You are in the big blind with Ts - 8s against a player who has limped pre-flop. The flop comes K-X-X with two Spades. What do you do?

You want to complete your flush, but you don't want to pay too much to complete. Instinctively, you say that checker is the best way to get a free card and you are right.

In fact, checker is the only way to get a free card, but it will not give you the opportunity to complete your hand. It will not maximize your winnings if you complete your hand.

Suppose that your opponent bets the pot.
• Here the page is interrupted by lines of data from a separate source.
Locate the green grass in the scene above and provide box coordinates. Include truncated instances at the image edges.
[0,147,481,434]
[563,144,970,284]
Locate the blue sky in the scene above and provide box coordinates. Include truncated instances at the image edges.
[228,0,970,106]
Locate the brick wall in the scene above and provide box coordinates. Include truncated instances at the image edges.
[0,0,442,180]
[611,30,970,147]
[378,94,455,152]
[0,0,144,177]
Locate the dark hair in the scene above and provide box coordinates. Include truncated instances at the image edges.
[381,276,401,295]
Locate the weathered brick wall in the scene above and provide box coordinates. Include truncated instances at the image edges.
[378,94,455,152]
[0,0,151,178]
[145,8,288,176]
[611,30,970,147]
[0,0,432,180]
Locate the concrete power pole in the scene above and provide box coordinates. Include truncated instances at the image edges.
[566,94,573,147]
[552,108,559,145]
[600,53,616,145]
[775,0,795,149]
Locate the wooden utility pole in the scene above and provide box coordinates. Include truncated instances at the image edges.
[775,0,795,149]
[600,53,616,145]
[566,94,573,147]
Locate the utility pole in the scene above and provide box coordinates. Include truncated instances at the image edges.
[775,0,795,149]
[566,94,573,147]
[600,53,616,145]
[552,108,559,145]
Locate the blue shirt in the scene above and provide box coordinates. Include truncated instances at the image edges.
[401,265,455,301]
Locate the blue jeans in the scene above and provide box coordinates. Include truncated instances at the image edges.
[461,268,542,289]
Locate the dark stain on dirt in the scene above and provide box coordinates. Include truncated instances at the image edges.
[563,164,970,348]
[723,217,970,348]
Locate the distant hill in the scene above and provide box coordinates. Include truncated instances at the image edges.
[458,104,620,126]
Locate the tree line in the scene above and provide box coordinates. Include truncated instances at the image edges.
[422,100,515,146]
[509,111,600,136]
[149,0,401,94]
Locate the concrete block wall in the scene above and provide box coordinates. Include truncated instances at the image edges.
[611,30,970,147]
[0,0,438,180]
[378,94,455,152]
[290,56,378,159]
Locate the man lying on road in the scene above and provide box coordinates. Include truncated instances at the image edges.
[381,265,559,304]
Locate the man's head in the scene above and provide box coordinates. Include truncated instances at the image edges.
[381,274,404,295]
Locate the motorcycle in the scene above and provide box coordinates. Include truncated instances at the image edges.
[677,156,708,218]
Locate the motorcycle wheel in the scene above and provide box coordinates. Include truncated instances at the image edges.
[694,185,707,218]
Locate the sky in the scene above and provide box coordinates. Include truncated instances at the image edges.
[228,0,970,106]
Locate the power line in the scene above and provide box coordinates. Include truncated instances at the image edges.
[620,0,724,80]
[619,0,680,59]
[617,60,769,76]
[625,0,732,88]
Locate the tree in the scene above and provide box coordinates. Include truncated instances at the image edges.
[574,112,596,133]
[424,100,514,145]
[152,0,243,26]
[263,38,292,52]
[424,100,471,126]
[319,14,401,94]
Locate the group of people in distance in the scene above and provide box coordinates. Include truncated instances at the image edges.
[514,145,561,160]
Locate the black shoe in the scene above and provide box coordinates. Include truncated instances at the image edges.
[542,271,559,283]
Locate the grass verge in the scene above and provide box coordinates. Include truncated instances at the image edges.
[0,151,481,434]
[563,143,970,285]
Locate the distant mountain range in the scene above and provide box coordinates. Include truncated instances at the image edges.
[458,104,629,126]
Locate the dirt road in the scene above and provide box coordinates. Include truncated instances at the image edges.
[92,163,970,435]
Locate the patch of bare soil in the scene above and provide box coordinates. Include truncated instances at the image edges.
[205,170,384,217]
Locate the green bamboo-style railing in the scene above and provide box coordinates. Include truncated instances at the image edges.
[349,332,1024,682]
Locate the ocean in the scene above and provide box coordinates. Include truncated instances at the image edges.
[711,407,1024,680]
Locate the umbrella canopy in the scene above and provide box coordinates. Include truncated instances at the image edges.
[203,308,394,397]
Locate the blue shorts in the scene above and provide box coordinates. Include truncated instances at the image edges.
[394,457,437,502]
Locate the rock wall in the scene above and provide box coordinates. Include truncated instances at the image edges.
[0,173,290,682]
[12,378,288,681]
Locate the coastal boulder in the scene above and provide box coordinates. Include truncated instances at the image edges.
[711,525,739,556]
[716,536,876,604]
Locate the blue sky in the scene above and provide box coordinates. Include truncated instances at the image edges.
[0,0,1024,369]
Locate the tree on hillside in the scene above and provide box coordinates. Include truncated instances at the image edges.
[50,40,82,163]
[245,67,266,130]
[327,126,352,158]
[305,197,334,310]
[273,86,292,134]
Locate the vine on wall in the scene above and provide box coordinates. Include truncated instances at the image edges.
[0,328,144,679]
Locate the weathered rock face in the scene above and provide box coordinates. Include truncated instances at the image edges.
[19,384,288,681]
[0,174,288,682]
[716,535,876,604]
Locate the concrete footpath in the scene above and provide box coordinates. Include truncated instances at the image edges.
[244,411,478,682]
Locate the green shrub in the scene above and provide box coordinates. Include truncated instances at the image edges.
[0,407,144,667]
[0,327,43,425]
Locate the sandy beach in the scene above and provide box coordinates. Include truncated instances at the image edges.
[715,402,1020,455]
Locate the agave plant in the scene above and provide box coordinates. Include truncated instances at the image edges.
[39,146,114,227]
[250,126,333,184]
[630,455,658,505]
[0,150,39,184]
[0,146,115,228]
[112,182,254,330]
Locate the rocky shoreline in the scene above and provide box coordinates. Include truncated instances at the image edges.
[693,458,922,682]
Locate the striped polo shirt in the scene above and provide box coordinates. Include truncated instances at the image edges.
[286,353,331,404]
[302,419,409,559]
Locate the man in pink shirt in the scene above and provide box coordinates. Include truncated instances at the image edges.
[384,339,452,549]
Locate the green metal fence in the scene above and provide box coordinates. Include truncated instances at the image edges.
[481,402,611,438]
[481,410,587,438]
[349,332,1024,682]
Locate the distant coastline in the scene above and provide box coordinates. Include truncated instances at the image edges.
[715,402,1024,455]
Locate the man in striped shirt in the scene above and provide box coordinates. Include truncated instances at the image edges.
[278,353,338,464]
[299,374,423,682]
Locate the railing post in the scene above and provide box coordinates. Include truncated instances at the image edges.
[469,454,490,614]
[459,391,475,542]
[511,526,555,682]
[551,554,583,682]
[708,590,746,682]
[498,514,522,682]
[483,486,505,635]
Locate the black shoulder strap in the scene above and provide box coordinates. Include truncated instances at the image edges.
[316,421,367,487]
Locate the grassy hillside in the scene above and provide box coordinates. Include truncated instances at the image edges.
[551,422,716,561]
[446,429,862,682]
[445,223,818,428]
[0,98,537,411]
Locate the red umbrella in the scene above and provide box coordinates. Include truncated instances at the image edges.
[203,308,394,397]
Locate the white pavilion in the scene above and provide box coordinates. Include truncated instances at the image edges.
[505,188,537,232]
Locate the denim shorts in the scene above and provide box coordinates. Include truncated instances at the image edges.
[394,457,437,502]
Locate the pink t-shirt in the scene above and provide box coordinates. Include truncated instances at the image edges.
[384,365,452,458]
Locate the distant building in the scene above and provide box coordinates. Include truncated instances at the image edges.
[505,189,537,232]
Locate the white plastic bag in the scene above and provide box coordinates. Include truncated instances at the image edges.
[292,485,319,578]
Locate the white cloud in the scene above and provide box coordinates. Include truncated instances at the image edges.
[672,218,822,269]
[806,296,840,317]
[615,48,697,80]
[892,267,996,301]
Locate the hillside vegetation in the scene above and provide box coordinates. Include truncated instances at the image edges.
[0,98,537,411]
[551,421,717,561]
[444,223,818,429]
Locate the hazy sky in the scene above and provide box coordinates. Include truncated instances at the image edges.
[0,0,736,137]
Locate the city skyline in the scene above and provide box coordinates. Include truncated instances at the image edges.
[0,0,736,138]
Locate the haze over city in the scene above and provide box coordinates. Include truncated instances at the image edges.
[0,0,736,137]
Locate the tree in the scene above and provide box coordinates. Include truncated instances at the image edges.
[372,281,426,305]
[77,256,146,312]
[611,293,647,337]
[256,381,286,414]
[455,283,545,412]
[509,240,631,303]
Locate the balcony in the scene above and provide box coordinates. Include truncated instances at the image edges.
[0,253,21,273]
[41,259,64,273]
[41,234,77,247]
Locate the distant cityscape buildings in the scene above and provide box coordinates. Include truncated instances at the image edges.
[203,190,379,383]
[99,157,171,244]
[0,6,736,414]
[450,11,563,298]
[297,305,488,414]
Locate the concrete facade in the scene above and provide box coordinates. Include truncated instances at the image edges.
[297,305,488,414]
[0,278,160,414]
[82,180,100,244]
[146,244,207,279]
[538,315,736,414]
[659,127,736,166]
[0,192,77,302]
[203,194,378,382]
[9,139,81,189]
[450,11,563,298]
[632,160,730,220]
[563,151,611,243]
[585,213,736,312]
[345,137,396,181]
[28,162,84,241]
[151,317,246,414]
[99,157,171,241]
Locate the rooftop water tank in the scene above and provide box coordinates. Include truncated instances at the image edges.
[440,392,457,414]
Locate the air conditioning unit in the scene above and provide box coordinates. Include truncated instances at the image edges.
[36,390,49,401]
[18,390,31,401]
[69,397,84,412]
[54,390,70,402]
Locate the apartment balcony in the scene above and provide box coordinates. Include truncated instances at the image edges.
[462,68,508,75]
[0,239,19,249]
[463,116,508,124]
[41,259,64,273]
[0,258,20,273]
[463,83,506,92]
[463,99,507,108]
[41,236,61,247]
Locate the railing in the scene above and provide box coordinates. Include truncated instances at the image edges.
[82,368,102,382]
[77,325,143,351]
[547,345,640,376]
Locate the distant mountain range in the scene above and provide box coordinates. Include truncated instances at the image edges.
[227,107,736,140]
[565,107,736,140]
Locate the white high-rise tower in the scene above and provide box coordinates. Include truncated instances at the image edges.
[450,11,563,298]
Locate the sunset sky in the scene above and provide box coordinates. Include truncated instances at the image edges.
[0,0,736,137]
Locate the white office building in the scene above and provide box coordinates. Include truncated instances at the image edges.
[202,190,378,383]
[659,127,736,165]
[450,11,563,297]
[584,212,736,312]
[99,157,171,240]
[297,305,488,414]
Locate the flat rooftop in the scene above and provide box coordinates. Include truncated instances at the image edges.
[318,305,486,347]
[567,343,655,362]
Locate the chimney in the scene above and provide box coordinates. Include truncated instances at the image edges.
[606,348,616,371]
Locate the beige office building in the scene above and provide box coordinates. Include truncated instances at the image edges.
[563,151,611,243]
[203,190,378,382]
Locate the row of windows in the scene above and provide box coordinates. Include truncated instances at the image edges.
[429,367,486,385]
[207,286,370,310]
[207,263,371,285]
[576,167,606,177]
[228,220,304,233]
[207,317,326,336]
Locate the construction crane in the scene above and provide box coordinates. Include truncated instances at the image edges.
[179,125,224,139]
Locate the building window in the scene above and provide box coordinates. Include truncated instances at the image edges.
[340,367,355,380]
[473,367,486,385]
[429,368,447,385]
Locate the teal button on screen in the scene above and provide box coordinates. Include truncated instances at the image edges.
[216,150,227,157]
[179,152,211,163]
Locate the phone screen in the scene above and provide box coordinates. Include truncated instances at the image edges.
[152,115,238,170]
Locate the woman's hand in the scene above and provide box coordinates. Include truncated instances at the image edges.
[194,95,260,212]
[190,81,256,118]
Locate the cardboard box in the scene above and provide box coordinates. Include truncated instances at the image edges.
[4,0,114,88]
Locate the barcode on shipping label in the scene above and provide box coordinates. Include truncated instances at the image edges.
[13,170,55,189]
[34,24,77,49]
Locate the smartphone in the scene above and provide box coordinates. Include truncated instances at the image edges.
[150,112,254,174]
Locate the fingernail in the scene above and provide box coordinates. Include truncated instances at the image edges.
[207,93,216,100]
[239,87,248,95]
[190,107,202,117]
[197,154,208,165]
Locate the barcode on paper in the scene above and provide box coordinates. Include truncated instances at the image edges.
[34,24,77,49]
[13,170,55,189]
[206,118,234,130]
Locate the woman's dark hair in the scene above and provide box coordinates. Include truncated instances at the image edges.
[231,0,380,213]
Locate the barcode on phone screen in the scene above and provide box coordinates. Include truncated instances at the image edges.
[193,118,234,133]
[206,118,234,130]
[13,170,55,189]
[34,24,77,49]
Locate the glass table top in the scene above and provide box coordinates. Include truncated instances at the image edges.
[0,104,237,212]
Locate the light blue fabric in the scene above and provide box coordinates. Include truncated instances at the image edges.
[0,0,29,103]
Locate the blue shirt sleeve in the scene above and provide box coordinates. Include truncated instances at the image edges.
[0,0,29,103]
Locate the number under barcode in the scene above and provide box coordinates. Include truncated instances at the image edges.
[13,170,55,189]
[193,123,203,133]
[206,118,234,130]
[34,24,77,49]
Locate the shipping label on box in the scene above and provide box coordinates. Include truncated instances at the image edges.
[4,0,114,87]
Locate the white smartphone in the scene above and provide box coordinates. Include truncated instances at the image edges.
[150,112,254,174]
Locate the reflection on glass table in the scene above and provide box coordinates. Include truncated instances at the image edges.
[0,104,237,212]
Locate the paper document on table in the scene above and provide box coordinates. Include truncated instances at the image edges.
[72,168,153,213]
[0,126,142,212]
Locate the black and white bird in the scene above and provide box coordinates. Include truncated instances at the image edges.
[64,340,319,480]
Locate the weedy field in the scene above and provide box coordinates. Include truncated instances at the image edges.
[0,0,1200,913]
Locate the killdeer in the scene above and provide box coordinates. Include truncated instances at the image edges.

Now you have scores of 2-1 for caller and sides of 4-1 to complete your hand. You can not see the turn, you do not have the sides.

What happens if you take the lead by making a small bet? If you are a player who likes to slowplayer or against a player who loves to large bluffs, a small bet will be the best way to see the turn.

How small should be upgrading? Try to bet between 1/3 and 1/4 of the pot. If there's \$300 in the pot and you bet \$100, you now have the sides to complete your flush. If you bet \$75, you now have more than the sides and it does not take into account the amount that your opponent will bet or caller on the turn and the river. If you complete your flush on the turn and your opponent is ready to caller one put of \$400, you have implied odds of \$300 (size of the pot on the flop) + \$400 (presumed amount that your opponent is going to caller on the turn) = \$700 for \$100 (your bet on the flop), or 7-1.

What is a game even better is when your draw is less obvious. Suppose a flop of Q-9-6. Now you run the double gut shot straight, where a 7 or a J allows you to complete your hand. An 8 or a K would be a scary card, obviously, but a 7 appears to be a map that has helped nobody. (The J is a somewhat riskier card since that you won't go nuts straight, but a ¼ of the pot bet is good update to do).

In a tournament, such a strategy could be more risky and less profitable, especially in the early stages of a tournament. Since you're starting with a limited number of tokens, your side must be closer to 5-1 or even 6-1 before you can consider running cards otherwise you will find yourself quickly short stacked.

The important thing when you short cards is to be the aggressor. Lose the initiative in hand makes you vulnerable and you will quickly lose the sides to run your card, be it against a strong hand or a bluff. If you want to see another card and pay the right amount, the best thing to do is to be the one that.